Spain: The sale of SPVs of photovoltaic plants is exempt from Spanish corporate income tax: new change of criteria by the Tax Authorities

Binding ruling V2200-23 of the Directorate General for Taxation of the Ministry of Finance has changed its criteria once again: capital gains derived from the transfer of shares in special purpose vehicles (SPVs) dedicated to the development of photovoltaic plants are exempt from Spanish corporate income tax (CIT), even if the construction of the plant has not started or the relevant licences have not been obtained (i.e. before the plant is ready to build, RTB).

The Corporate Income Tax exemption of capital gains on the transfer of shares

When a company sells its shares in a subsidiary (share deal), it can obtain a capital gain (from the difference between the sale price and the investment originally made) which, in principle, should be taxed in the parent company’s CIT. However, this higher value of the transferred shares, revealed by its sale, will generally correspond to profits on which the subsidiary was already taxed when it obtained them, so taxing the capital gain would imply double taxation.

Hence, the CIT rules exempt, subject to certain conditions, capital gains arising from the sale of shares in subsidiaries.
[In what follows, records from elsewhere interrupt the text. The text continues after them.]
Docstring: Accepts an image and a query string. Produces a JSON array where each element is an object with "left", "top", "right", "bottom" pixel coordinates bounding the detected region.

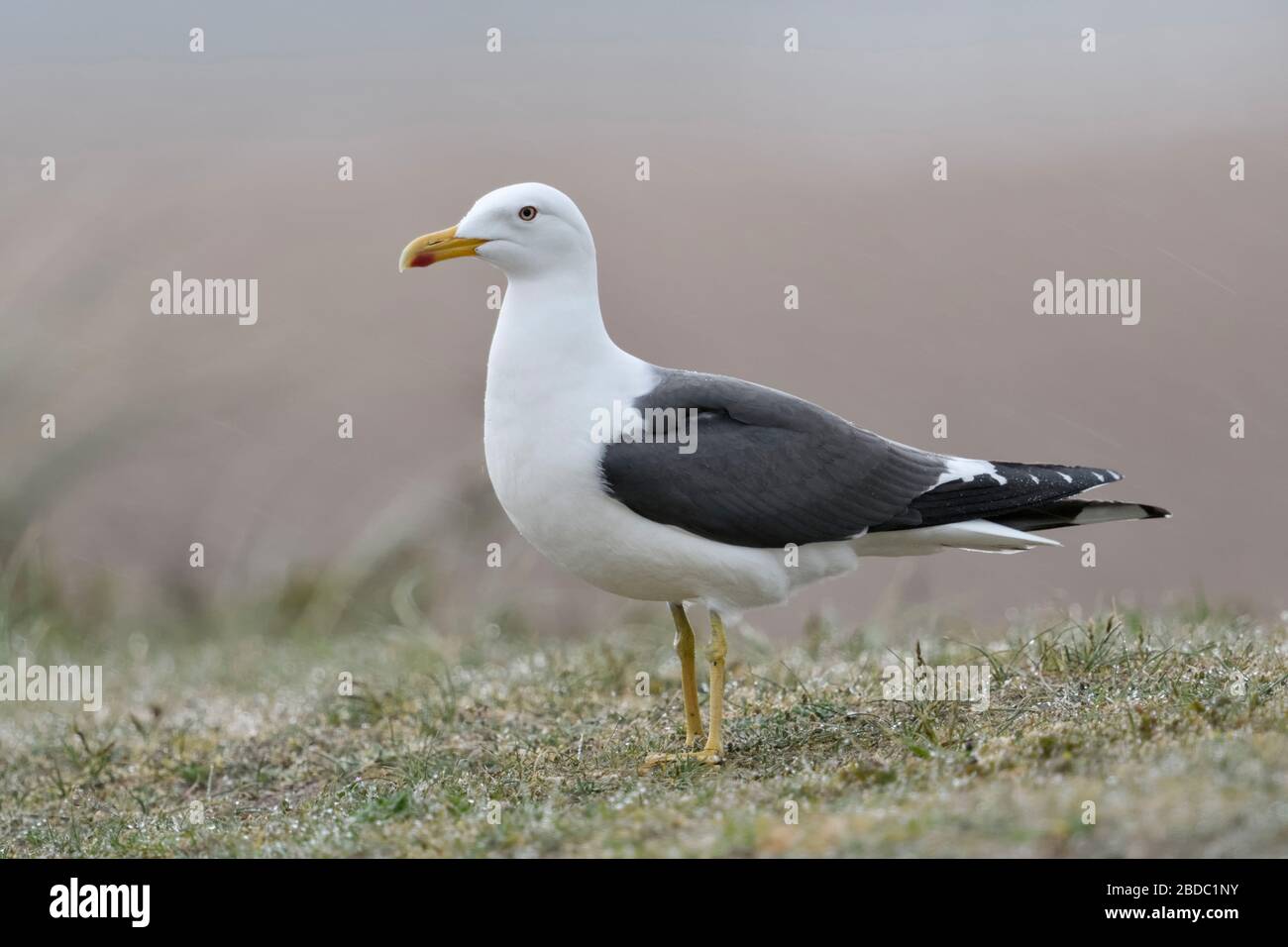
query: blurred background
[{"left": 0, "top": 0, "right": 1288, "bottom": 635}]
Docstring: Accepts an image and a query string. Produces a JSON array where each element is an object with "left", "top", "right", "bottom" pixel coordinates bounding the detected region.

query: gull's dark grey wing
[{"left": 602, "top": 368, "right": 948, "bottom": 548}]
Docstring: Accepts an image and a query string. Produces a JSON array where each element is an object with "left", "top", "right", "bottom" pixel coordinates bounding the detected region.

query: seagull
[{"left": 398, "top": 183, "right": 1169, "bottom": 770}]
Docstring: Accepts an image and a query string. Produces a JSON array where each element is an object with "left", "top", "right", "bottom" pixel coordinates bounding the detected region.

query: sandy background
[{"left": 0, "top": 3, "right": 1288, "bottom": 631}]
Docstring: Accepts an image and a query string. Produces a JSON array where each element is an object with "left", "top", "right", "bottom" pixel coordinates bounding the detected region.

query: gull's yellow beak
[{"left": 398, "top": 227, "right": 486, "bottom": 273}]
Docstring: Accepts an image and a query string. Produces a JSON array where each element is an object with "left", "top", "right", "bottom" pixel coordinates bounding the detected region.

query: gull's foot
[{"left": 640, "top": 746, "right": 724, "bottom": 776}]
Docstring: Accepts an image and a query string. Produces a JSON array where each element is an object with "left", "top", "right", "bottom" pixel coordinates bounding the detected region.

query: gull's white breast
[{"left": 484, "top": 299, "right": 857, "bottom": 612}]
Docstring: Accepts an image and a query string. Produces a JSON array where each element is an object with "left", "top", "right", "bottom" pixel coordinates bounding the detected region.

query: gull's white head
[{"left": 398, "top": 184, "right": 595, "bottom": 278}]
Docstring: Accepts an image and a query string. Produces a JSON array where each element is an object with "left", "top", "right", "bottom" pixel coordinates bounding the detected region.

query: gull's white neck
[
  {"left": 483, "top": 259, "right": 657, "bottom": 556},
  {"left": 488, "top": 259, "right": 623, "bottom": 378}
]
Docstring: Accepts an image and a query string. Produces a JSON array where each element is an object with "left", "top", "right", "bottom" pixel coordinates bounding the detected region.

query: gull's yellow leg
[
  {"left": 699, "top": 611, "right": 729, "bottom": 763},
  {"left": 671, "top": 601, "right": 702, "bottom": 750},
  {"left": 640, "top": 604, "right": 729, "bottom": 773}
]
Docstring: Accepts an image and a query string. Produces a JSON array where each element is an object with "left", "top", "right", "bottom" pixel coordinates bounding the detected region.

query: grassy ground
[{"left": 0, "top": 607, "right": 1288, "bottom": 857}]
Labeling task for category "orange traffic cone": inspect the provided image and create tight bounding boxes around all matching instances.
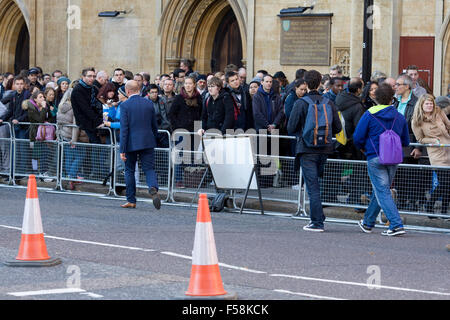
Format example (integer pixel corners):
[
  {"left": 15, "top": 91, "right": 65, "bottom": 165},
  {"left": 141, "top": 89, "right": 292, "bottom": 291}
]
[
  {"left": 5, "top": 175, "right": 61, "bottom": 267},
  {"left": 186, "top": 194, "right": 236, "bottom": 299}
]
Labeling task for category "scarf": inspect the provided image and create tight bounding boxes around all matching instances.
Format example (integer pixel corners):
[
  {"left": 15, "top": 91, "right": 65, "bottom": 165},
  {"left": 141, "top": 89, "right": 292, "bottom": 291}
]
[
  {"left": 180, "top": 87, "right": 200, "bottom": 107},
  {"left": 80, "top": 80, "right": 97, "bottom": 107},
  {"left": 258, "top": 85, "right": 273, "bottom": 123}
]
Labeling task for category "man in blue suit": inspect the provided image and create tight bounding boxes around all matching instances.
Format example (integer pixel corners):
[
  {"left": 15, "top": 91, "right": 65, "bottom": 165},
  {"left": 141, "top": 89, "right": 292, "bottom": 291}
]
[{"left": 120, "top": 81, "right": 161, "bottom": 210}]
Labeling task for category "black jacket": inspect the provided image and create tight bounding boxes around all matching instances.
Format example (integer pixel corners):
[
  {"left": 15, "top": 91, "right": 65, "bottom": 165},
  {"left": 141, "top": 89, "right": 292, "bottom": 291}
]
[
  {"left": 225, "top": 86, "right": 254, "bottom": 131},
  {"left": 70, "top": 84, "right": 103, "bottom": 131},
  {"left": 1, "top": 90, "right": 31, "bottom": 122},
  {"left": 169, "top": 91, "right": 202, "bottom": 132},
  {"left": 287, "top": 91, "right": 342, "bottom": 154},
  {"left": 336, "top": 91, "right": 365, "bottom": 140},
  {"left": 202, "top": 90, "right": 235, "bottom": 134},
  {"left": 252, "top": 86, "right": 285, "bottom": 131}
]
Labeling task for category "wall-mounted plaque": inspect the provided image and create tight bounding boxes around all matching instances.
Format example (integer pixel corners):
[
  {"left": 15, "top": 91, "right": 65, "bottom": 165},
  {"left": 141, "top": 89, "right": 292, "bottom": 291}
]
[{"left": 280, "top": 15, "right": 331, "bottom": 66}]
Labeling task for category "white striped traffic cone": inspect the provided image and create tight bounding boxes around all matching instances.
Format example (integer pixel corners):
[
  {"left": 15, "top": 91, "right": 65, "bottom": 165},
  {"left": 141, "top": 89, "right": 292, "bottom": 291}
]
[
  {"left": 5, "top": 175, "right": 61, "bottom": 267},
  {"left": 186, "top": 194, "right": 232, "bottom": 297}
]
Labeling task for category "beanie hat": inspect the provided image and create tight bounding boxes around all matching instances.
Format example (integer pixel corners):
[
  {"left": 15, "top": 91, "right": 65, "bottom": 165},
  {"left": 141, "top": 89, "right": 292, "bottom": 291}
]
[
  {"left": 56, "top": 77, "right": 71, "bottom": 87},
  {"left": 119, "top": 86, "right": 128, "bottom": 98}
]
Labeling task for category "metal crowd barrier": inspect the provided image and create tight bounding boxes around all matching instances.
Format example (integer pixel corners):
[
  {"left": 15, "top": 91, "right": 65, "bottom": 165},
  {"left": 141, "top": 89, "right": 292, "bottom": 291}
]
[
  {"left": 171, "top": 131, "right": 216, "bottom": 202},
  {"left": 0, "top": 123, "right": 450, "bottom": 230},
  {"left": 0, "top": 122, "right": 13, "bottom": 182},
  {"left": 300, "top": 144, "right": 450, "bottom": 219},
  {"left": 114, "top": 130, "right": 172, "bottom": 201},
  {"left": 172, "top": 132, "right": 301, "bottom": 214},
  {"left": 59, "top": 125, "right": 114, "bottom": 195},
  {"left": 11, "top": 122, "right": 59, "bottom": 187},
  {"left": 229, "top": 134, "right": 301, "bottom": 213}
]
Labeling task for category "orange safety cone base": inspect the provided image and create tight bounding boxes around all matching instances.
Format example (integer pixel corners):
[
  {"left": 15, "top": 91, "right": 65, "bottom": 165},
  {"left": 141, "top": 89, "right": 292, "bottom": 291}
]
[
  {"left": 4, "top": 175, "right": 62, "bottom": 267},
  {"left": 186, "top": 265, "right": 227, "bottom": 296},
  {"left": 3, "top": 258, "right": 62, "bottom": 268},
  {"left": 16, "top": 234, "right": 50, "bottom": 261}
]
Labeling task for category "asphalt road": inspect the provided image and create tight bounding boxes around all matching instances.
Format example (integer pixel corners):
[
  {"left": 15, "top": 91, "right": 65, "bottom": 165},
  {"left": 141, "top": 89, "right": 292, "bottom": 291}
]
[{"left": 0, "top": 188, "right": 450, "bottom": 300}]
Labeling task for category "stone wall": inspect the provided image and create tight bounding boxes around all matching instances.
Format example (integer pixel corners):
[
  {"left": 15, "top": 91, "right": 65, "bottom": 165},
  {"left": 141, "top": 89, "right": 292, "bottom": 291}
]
[{"left": 0, "top": 0, "right": 450, "bottom": 94}]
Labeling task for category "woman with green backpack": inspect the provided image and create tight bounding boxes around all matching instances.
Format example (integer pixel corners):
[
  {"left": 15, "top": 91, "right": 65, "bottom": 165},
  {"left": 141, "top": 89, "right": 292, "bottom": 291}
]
[{"left": 353, "top": 83, "right": 410, "bottom": 236}]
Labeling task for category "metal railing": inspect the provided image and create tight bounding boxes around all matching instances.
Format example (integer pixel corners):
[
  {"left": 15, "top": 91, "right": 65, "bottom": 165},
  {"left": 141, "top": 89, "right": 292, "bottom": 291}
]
[{"left": 0, "top": 122, "right": 450, "bottom": 232}]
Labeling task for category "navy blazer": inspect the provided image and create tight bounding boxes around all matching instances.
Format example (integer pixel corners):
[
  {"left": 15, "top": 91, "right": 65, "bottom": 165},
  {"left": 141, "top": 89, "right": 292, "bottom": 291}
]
[{"left": 120, "top": 95, "right": 158, "bottom": 153}]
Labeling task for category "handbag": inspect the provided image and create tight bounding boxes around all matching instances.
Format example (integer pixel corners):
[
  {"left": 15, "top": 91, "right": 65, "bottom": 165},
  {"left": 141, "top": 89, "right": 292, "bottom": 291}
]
[{"left": 36, "top": 122, "right": 55, "bottom": 141}]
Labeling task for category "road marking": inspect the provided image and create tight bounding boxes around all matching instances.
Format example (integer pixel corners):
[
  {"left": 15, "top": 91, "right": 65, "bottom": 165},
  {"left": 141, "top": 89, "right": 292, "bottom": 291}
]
[
  {"left": 8, "top": 288, "right": 86, "bottom": 297},
  {"left": 0, "top": 225, "right": 157, "bottom": 252},
  {"left": 161, "top": 251, "right": 267, "bottom": 274},
  {"left": 44, "top": 235, "right": 156, "bottom": 252},
  {"left": 0, "top": 225, "right": 450, "bottom": 296},
  {"left": 81, "top": 292, "right": 103, "bottom": 299},
  {"left": 273, "top": 289, "right": 346, "bottom": 300},
  {"left": 270, "top": 274, "right": 450, "bottom": 296}
]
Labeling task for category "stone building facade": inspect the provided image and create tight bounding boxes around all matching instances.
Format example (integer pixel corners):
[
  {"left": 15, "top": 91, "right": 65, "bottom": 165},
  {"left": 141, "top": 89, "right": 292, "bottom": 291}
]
[{"left": 0, "top": 0, "right": 450, "bottom": 94}]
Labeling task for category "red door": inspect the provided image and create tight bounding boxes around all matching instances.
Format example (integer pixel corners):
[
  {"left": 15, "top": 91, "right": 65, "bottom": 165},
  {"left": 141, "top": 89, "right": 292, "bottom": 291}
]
[{"left": 399, "top": 37, "right": 434, "bottom": 89}]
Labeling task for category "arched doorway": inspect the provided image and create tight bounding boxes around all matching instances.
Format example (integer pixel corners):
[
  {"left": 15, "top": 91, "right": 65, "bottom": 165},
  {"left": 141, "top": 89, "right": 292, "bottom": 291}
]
[
  {"left": 211, "top": 7, "right": 242, "bottom": 72},
  {"left": 0, "top": 0, "right": 30, "bottom": 73},
  {"left": 14, "top": 24, "right": 30, "bottom": 74},
  {"left": 440, "top": 12, "right": 450, "bottom": 96},
  {"left": 159, "top": 0, "right": 247, "bottom": 73}
]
These gains may correspond to explicit reserves of the subsidiary (profits which the subsidiary actually generated and which were taxed in its CIT) or to hidden reserves (an increase in the value of the shares which has not yet been realised, but is usually due to the expectation of future profits for the subsidiary or to unaccounted goodwill). As a general rule, the exemption covers explicit and hidden reserves.

SPVs of photovoltaic projects as patrimonial (asset-holding) companies (or not)

On the other hand, when the subsidiary whose shares are transferred is a so-called patrimonial company (i.e. an entity whose assets are not mainly assigned to an economic activity that has already begun), only the capital gain corresponding to the explicit reserves of the subsidiary is exempt from CIT.

This is particularly problematic when the subsidiary being transferred is an SPV which is in the development phase of a renewable energy project, e.g. a photovoltaic plant or a wind farm. During this phase, the entity has not yet started the production and sale of electricity, and the facility may not even have been built, but the company is in the process of developing it, usually by subcontracting the necessary services to third parties or its parent company (land search and negotiation of rights of use, technical and economic feasibility analysis, obtaining grid access rights and processing licences).

At that stage, the SPV has not yet made a profit, so it has no explicit reserves. However, its value is much higher than its balance sheet value because of the investment made in the development of the project, which will be higher the more milestones have been completed at that stage. If the shares in the SPV were to be transferred at that time, the entire capital gain would correspond to hidden reserves, and therefore would not qualify for the exemption if the SPV were to be classified as a patrimonial entity.

The change in the criteria of the Directorate General for Taxation

Prior to 2021, the Directorate General for Taxation had considered that SPVs in the development phase were not patrimonial entities, so that the exemption of capital gains from their sale could be applied to its full extent. However, binding ruling V2265-21 stated that the preparatory activities, prior to the start of construction, could not qualify as an economic activity and therefore the SPV was a patrimonial company during the development phase. This widely criticised approach paralysed the market for share deals in PV projects.

With the binding ruling V2200-23, the initial criterion has been reinstated: the development activity of the photovoltaic plant is an economic activity, even before it’s RTB, so that SPVs that have not yet started construction can avoid being classified as patrimonial companies and, consequently, the capital gains generated by the parent company with their sale in this phase will be exempt from CIT. However, for this to happen, the SPV must be able to prove that it has initiated the development of the project and has allocated resources to it. As highlighted in the ruling, each case must be examined individually to verify that the requirements set out therein are met.                          

The criterion of the Directorate General for Taxation is binding for all bodies of the Tax Administration (including the Inspectorate and the Economic-Administrative Courts), and can be extended to other sectors with relatively long preparatory phases where early disinvestment by the developer is frequent (e.g. real estate and urban development).